Free schools cannot be run for profit - but their trusts can buy in services from private firms.
The 10-year contract for Breckland Free School won by IES UK is believed to be the most extensive of such school management contracts so far announced.
The final proposals for the secondary school in Brandon are expected to be submitted this week.
The families wanting to set up the school expect to hear in January whether it has been approved by the Department for Education.
Lack of places
But the plans have raised political sensitivities about the boundary between free schools funded by public money and the involvement of the private sector in state education.
Free schools are funded from the public education budget - but the schools are run independently.
Chris Keates, general Secretary of the NASUWT teachers' union, said: 'It is nothing short of scandalous that the future of our children and young people is now up for sale to the highest bidder."
The local families wanting to set up the school in Suffolk say that it will address the need for a secondary school in the area.
The site for the proposed school, which they want to open for 300 pupils in September 2012, would be in school buildings which will be vacant in the autumn.
The group wanting to set up the free school, Sabres Educational Trust, is proposing that it should be managed by a profit-making company, IES UK.
This is the UK arm of a Swedish company which runs chains of free schools in Sweden - an inspiration for England's free schools initiative.
Alicia Rickards-Ottevanger, one of the group of local families supporting the free school plan, said the Swedish firm had been chosen because it seemed closest to the trust's ambitions for the school, regardless of whether they were a profit-making business.
Ms Rickards-Ottevanger is herself a NASUWT representative and says: "If any or all the things unions are worried about with regard to free schools bothered me as a potential member of staff, I simply wouldn't apply."
She said the proposed free school was a practical way of addressing the lack of a school for families in the area.
"It was this route or nothing," she said.
Gordon Warnes, chairman of Sabres said he hoped that "Breckland Free School will become part of a worldwide network of international schools providing an amazing array of opportunities for students and community".
This proposal is believed to be the most extensive private contract for managing a free school.

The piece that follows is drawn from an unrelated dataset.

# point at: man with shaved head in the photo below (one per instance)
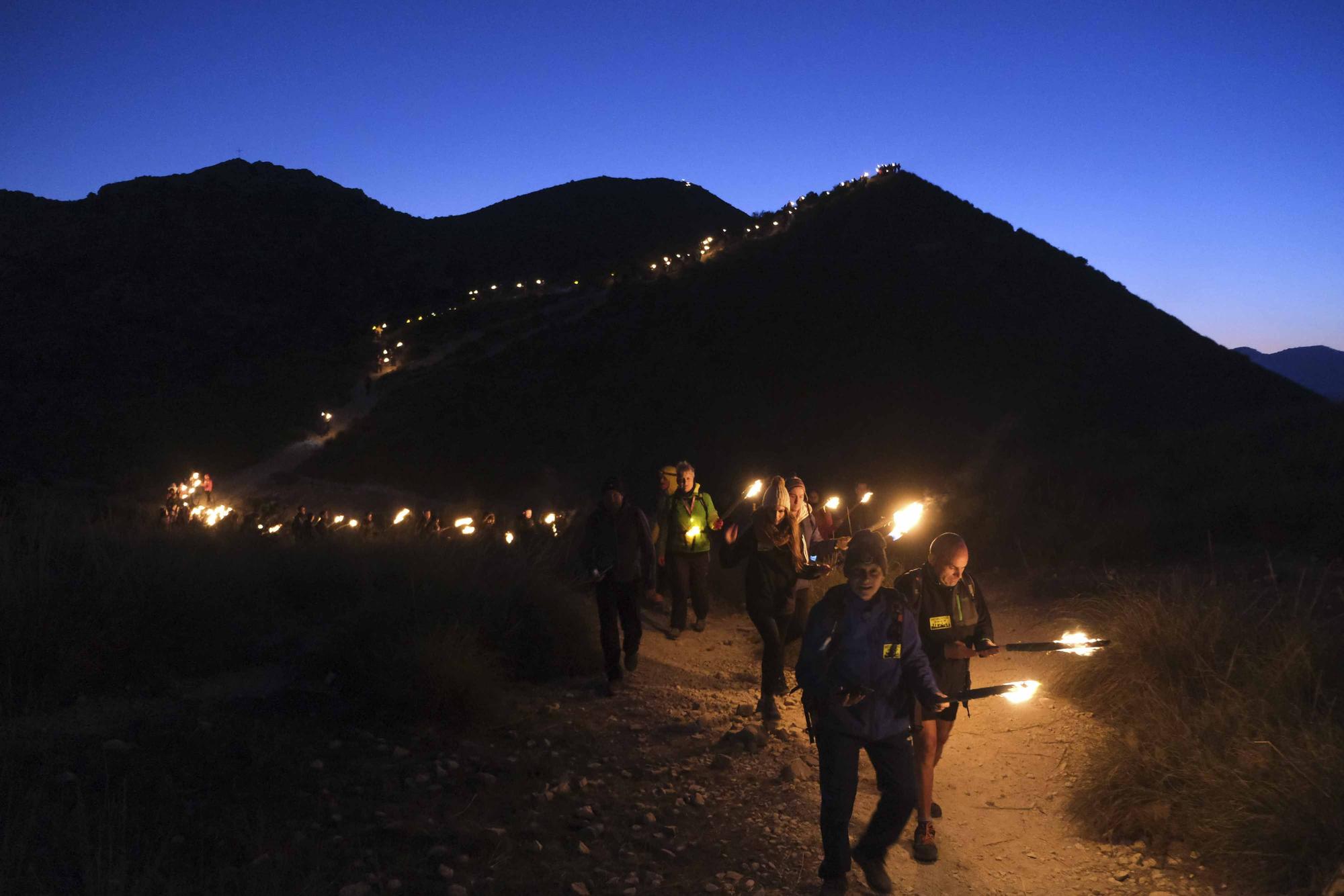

There has been a previous case of a state school in north London being run by a for-profit company, with the school later becoming an academy.
Progress 'monitored closely'
Commenting on the contract, a Department for Education spokesperson said: "Free schools are funded like all other state-funded schools - on a per pupil basis.
"Over 10 years a successful, fully-subscribed school of this size may well see this level of revenue funding to pay for pupils' education. From this, like any other state-funded school, it would have to pay for its substantial operating costs."
The department added: "Free schools founders do not and can not make a profit.
"State schools and their local authorities have always been able to use companies to help them run services in schools - from human resources, to ordering stationery, to school catering and providing educational advice.
"In this case, the free school's charitable trust has decided that it wants to draw on the expertise of an established education company, with a proven track record of running good schools.
"This is not the same as the free school proposers making a profit themselves."
But the Anti Academies Alliance said the proposals were a "clear signpost of the direction of travel" for the government's education policy.
"Privatisation and deregulation, not system-wide school improvement, appear to be the destination."